Colombia’s big-butt ants are a species of winged leaf-cutter ants and are divided into castes. In March, April and May, when seasonal rains soften up the ground, the princes and princesses in the colony crawl out of the ground and fly toward the sun to mate. The coming out of the ants each spring “is actually a love story,” said Mario Ribero, a filmmaker who grew up in Santander.
Indigenous groups in and around Santander have been eating ants for centuries. They passed on the tradition to Spanish conquistadors and the habit stuck.
“A lot of people think it’s gross but in Santander eating ants is something you learn as a child,” said Jorge Diaz, who owns Color de Hormiga, a restaurant in the town of Barichara that specializes in ant-based dishes. “It’s our version of caviar.”
Strange as it sounds, caviar is an apt comparison. That’s because the princess ants are bloated with eggs — hence the big-butt nickname — and are the ones people try to snatch, roast and eat.
It’s not easy. Wearing ankle-high rubber boots for protection, people must work fast since smaller soldier ants, tasked to protect the princesses, can inflict painful bites that draw blood.
“It’s like dancing,” Diaz said of the annual ant-catching ritual. “You have to be moving really fast all the time."
Still, it’s worth the effort.
“You can earn a day’s wage by selling a few pounds of ants,” said Edgar Vargas, 27, as he and his friends worked their way through a case of beer purchased with the proceeds from ants they’d gathered that morning near the town of Oiba.
One of their regular buyers is Carlos Valluna, who plies the back roads of Santander in a beat-up Nissan with the windows rolled down shouting “Hormigas! Hormigas!” to catch the attention of ant hunters. A savvy dealer, Valluna can determine how much a bag of ants weighs just by picking it up. He’s also stubborn.

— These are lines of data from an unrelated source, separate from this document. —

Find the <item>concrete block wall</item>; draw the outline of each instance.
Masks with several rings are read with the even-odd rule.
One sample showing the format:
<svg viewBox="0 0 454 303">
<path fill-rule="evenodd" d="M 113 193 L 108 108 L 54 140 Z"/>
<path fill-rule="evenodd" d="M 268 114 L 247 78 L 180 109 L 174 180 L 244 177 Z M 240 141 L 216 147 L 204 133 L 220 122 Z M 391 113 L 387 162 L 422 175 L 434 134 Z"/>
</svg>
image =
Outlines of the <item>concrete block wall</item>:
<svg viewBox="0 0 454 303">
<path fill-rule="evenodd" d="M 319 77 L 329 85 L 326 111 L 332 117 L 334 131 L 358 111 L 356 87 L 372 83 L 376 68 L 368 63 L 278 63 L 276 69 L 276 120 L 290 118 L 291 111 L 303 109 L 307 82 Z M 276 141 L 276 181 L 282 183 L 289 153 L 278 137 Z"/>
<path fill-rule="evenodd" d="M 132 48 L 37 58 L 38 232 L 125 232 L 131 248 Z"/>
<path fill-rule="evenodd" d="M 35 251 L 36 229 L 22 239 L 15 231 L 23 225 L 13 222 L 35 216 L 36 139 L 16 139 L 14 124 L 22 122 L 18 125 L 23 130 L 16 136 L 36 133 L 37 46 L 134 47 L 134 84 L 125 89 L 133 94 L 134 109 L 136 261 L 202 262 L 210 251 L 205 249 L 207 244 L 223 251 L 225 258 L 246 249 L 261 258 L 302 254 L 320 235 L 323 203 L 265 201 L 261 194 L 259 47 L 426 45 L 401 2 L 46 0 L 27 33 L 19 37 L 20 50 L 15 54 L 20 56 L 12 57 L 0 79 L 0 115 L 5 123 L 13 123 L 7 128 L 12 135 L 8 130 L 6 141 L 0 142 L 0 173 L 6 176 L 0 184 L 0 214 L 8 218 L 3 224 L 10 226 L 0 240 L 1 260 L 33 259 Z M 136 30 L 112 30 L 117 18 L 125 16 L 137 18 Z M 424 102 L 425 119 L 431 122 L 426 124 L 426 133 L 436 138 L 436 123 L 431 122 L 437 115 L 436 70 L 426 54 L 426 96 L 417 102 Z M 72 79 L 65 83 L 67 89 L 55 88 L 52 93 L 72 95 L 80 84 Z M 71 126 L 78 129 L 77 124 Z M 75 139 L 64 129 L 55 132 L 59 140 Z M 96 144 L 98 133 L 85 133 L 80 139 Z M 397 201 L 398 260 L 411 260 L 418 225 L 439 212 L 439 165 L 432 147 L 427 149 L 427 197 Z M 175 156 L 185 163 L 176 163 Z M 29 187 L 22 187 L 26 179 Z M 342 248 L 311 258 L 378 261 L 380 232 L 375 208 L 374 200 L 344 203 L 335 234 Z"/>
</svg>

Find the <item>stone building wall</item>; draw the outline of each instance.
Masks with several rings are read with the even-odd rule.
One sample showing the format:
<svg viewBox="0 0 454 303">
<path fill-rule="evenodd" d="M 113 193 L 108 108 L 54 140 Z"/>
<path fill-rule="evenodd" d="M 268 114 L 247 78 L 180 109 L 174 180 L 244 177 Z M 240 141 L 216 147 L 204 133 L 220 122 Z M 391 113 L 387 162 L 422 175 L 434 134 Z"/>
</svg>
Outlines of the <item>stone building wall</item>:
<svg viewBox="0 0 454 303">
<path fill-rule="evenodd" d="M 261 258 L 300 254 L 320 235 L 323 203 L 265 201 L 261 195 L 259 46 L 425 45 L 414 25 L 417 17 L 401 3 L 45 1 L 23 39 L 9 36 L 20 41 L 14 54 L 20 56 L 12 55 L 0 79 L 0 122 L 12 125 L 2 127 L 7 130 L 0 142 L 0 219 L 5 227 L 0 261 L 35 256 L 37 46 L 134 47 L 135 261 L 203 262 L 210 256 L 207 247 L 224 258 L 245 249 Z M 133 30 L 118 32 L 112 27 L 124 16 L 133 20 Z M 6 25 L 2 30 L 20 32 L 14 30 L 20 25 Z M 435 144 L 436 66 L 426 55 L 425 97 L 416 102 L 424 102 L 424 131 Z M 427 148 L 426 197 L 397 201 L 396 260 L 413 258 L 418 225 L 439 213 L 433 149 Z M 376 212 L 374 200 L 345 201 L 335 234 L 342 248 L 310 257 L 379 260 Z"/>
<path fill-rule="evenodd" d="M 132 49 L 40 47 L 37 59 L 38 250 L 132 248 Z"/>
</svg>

In Oiba, Valluna haggled with a drunken farmer about whether he had collected two or two-and-a-half pounds of ants. To settle the matter, the men marched into a general store where — this being Santander during ant season — the manager thought nothing of turning over his scales to weigh a swarming mass of live insects.
The ants must be either frozen or kept alive until the moment they are roasted; otherwise they can taste bitter. After purchasing several pounds of ants that appeared to be flagging, Valluna transferred them to a bag with tiny holes and placed it on the roof of his car to provide them with a blast of fresh air on the drive home.
Once in his back yard, Valluna dumped the live ants into an aluminum pan atop a gas burner and stirred them with a wooden spoon. As they crackled, the smell of roasted ants wafted through the barrio and several neighbors stopped by for free samples.
Next, Valluna winnowed the ants by tossing them in the air so the wind could blow away the detached wings and legs which are considered chaff. Then, he seared the cooked insects with salt water, dumped them on a towel to cool and packed them in plastic boxes for delivery to stores.
In the off-season when there are shortages, aficionados like Diaz, the restaurant owner and chef, will pay up to $40 for a pound of the insects.
Diaz’s specialty is filet mignon topped with a reduction made of ants that have been liquefied in a blender then strained and combined with beef stock and herbs. The popular dish helped Color de Hormiga (which means “the Color of Ants”) earn a spot among the top-10 Colombian restaurants in the Lonely Planet travel guide.
Though Diaz has never cooked with any other bugs besides ants, he finds the notion intriguing. “Once you start eating insects,” he said, “it’s a whole new world to explore.”